These “good ideas” could absorb an army of technicians without necessarily resulting in any business benefit.  It isn’t that any of them were necessarily bad, but you had to be reading more carefully to understand under what circumstances these ideas were warranted and the cost of making those choices.  At the same time, real world issues presented themselves, but to many, it seemed a career-limiting move to focus on those. 

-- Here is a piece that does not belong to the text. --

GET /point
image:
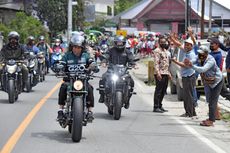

Now, the buzz is cloud and again, it’s not that moving work to the cloud is bad.  But you have to ask first – What problem are you trying to solve and will this be the best way to solve it? The savvy technician – the one who wants to retain his job while still doing the right thing – will take the following steps:


  1. Read the magazines.  If you don’t know what your managers are reading, you won’t really understand what is behind the request.  Figure out what the “free lunch” is to them and whether or not your real world works that way.
  2. Develop the right list of questions.  No manager in the world likes being told by his senior technician that he is an idiot.  But if you ask powerful questions, you can work together to understand the real problem and then, derive a good solution.
  3. Understand the business. At the heart of it all is the value the business gets from IT versus the cost.  Powerful arguments, when needed, will always involve framing the issue in terms of business value. 
  4. Be a diplomat.  Diplomacy is the art of letting somebody else have your way.
  5. Be prepared to learn more.
  6. Use this as a solution-buying occasion

Once an idea has been agreed upon, you will quickly find your new challenges require new tools.  If you have done the research and you are ready to implement the new direction, you should know before you start what tools you need so you can manage it.  If you wait, it is much harder to upgrade your toolset.  But in the beginning of a project, it can be readily folded into the cost of the project.  These journals can be your friend, or your enemy.  It’s your choice.  Don’t let a crisis go to waste.